The news conference of Federal Reserve Chair Janet Yellen is reflected in a specialist's screen on the floor of the New York Stock Exchange, June 15, 2016.

The major U.S. averages slipped more than 1 percent to close out a volatile week of trade.

Risk appetite has declined in front of the so-called Brexit vote, which sent stocks and bond yields lower, while safe haven assets like gold and the yen spiked. Year-to-date, the S&P 500 is up just over 1 percent, while the SPDR Gold Shares, an electronic-traded fund (ETF) that seeks to reflect the performance of the price of gold, is up nearly 22 percent.

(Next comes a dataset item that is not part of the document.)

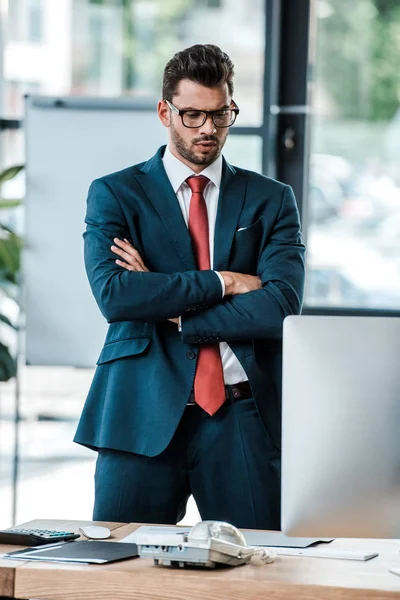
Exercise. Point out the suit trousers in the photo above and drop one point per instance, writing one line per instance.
(227, 461)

Markets also seemed to be confused by the dovish sentiment out of the Federal Reserve, considering it sounded more hawkish toward an interest rate hike weeks earlier. If there is one thing markets do not react well to, it is uncertainty.

Apple fell as much as 2 percent following a report from The Wall Street Journal that regulators in Beijing banned sales of the iPhone 6 and 6 Plus in the city because the phones violated a Chinese rival's patent. Sales in China make up 25 percent of Apple's revenue, but the impact to the company will be relatively small because the phones are banned only in Beijing, not the whole of China. Apple told CNBC in a statement that the phones are available for sale, and it will be appealing the ruling.

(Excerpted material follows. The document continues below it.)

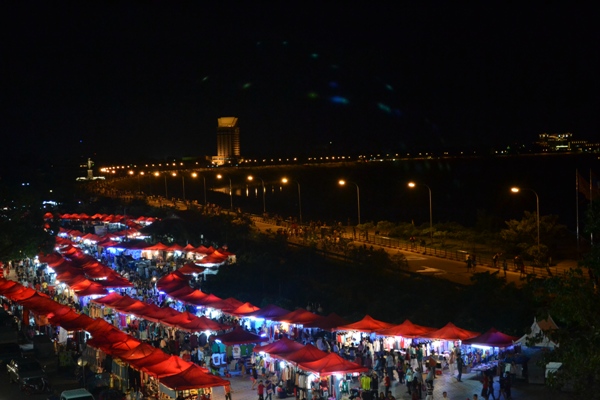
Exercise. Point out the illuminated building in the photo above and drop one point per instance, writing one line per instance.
(228, 141)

On June 23, Britons will go to the polls to vote on whether the U.K. should remain in the European Union. This referendum has been termed "Brexit."

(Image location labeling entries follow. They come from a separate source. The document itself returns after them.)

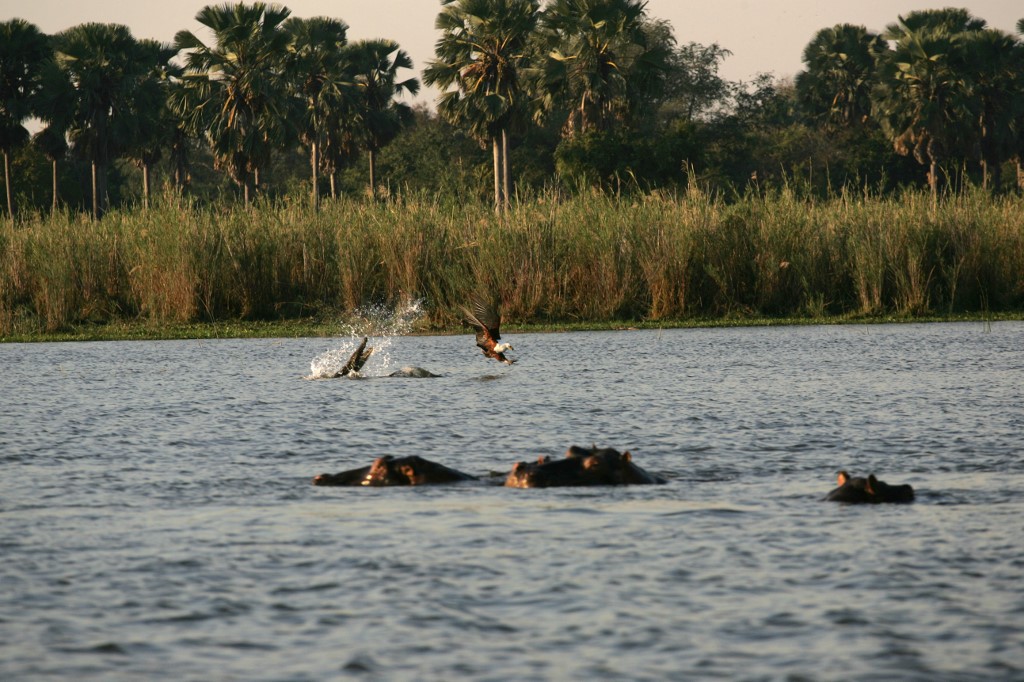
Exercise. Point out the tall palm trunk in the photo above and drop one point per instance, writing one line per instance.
(53, 208)
(6, 184)
(314, 162)
(98, 192)
(373, 174)
(506, 171)
(497, 150)
(145, 185)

According to Number Crunch Politics, the likelihood of an exit is 42 percent. Matt Hedrick, macro strategist at Hedgeye, outlines three important points as to why the U.K. is leaning toward a "stay" vote:

Political — There's intensely strong political support from U.K. leadership (including Prime Minister David Cameron and Bank of England head Mark Carney), met by equally fervent support from EU partners like German Chancellor Angela Merkel and French President Francois Hollande, which many believe will influence the vote to stay in the EU, Hedrick says.

Financial/Economic — Existing weakness in the U.K. economy is met with grave fears and concerns that a Brexit will negatively impact trade, tax revenue and jobs, and cause the exit of London as a financial capital, according to Hedrick. Conversely, there's very little public conversation or reporting on the benefits of a Brexit. The collective economic uncertainty is expected to tip the balance to “stay,” says Hedrick.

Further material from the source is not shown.